Cryptocurrency Use Increasing in Cyber Crimes, Agent Claimsbr>
US Immigration and Customs Enforcement (ICE) agent Matthew Allen said that many of the illicit activities conducted in cyber-enabled crimes are paid for with cryptocurrencies. The statement was part of his testimony for a Senate Committee on the Judiciary hearing, titled “S.1241: Modernizing AML Laws to Combat Money Laundering and Terrorist Financing.”
ICE is a US federal government law enforcement agency under the jurisdiction of the Department of Homeland Security (DHS). ICE has two primary components: Homeland Security Investigations (HSI) and Enforcement and Removal Operations (ERO). Headquartered in Washington, ICE is charged with the investigation and enforcement of over 400 federal statutes within the United States, and maintains attachés at major US embassies overseas.

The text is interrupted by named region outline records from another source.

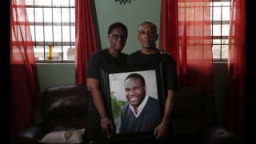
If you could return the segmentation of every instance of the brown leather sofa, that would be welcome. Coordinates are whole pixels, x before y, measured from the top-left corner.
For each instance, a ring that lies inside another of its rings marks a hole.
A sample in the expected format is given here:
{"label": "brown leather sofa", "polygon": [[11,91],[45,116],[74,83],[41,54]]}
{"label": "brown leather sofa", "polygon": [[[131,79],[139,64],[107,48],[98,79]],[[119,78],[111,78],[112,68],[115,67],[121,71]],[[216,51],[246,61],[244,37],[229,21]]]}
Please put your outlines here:
{"label": "brown leather sofa", "polygon": [[52,86],[40,93],[34,102],[33,124],[11,136],[11,143],[38,143],[49,132],[85,128],[89,142],[88,104],[85,86]]}
{"label": "brown leather sofa", "polygon": [[[86,129],[84,143],[90,142],[88,102],[85,86],[52,86],[40,93],[34,102],[33,124],[11,136],[11,143],[38,143],[46,134],[70,128]],[[173,111],[172,144],[235,143],[235,137],[215,126],[213,97],[193,88],[181,87]]]}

Allen, ICE’s special agent in charge of HSI, said that many of the traditional trans-national crimes – child exploitation, drug smuggling, intellectual property rights violations, illegal export of firearms, and money laundering – that HSI investigates have begun to migrate to become “cyber-enabled,” with significant parts of the crime committed over the Internet, including both the “indexed” internet and the “unindexed” dark web.

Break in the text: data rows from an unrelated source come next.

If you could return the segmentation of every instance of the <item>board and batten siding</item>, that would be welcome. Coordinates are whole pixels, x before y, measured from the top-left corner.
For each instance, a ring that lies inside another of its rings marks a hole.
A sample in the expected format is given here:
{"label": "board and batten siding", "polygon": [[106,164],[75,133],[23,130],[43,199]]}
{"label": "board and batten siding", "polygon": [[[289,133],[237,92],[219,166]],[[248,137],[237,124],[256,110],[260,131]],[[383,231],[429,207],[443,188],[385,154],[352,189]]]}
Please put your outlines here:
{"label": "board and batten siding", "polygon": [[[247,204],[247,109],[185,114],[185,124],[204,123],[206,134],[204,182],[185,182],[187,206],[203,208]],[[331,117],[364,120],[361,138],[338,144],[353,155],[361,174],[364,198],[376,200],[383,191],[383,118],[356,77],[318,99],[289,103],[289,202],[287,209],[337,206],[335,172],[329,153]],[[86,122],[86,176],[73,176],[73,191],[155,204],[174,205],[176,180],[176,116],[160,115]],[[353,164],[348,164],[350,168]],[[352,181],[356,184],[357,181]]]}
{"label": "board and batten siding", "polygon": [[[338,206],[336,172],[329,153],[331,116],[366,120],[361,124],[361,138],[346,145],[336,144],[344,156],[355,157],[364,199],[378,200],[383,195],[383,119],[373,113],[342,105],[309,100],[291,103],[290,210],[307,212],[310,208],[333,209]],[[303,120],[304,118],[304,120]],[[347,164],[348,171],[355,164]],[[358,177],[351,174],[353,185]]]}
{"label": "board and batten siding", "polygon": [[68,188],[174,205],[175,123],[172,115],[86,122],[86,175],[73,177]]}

Allen said that cryptocurrencies are designed to better obfuscate transaction information and are increasingly preferred by transnational criminal organizations (TCO). The agent added that some illicit cryptocurrency exchangers have also begun to cater to TCO actors, including through the use of “mixers” or “tumblers” that anonymize cryptocurrency currency addresses and transactions by weaving together inflows and outflows from different users. He said this increased the challenge to law enforcement’s ability to tie cryptocurrency transactions to real world individuals.
In November, 2016, through the use of blockchain analysis tools, HSI special agents seized $2.5 million in bitcoins from Utah resident Aaron Shamo, who allegedly led a Xanax and fentanyl pill production organization. Shamo allegedly sold his illicit products via the dark web, and an investigation led to the identification of his bitcoin wallet address. Allen said the blockchain tools helped them identify Shamo’s bitcoin transactions.

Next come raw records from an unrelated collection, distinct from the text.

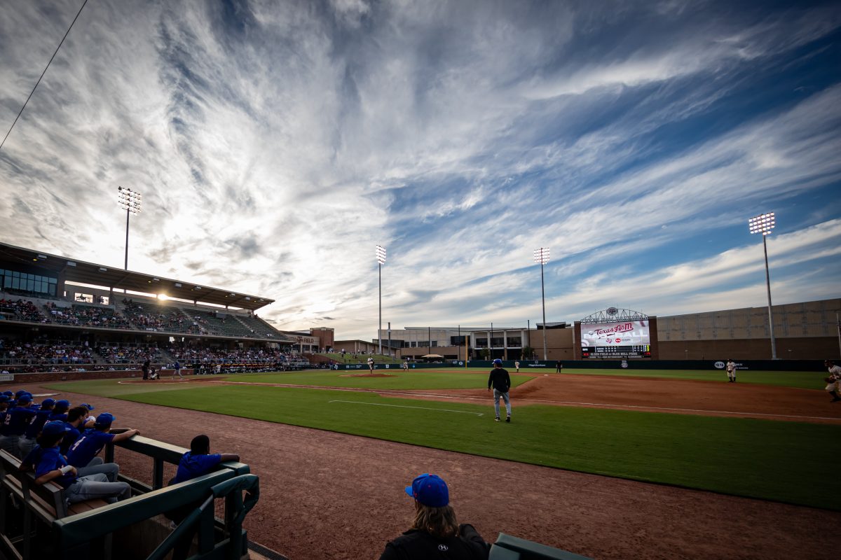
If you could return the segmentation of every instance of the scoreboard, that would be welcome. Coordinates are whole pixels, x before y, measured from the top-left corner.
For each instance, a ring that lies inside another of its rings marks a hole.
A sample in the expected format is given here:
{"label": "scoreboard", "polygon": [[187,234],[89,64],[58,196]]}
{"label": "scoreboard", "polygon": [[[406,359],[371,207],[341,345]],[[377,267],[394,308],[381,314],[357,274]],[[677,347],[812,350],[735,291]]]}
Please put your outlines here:
{"label": "scoreboard", "polygon": [[582,358],[651,358],[648,322],[582,324]]}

In July of this year, HSI arrested Pennsylvania resident Henry Koffie and indicted with Distribution of a Controlled Substance Resulting in Death and Importation of a Controlled Substance. Koffie was allegedly a dark web vendor of fentanyl who filled more than 7,800 orders between July 2016 to June 2017, most of it paid for with bitcoin. Allen said HSI seized $154,000 from Koffie’s accounts.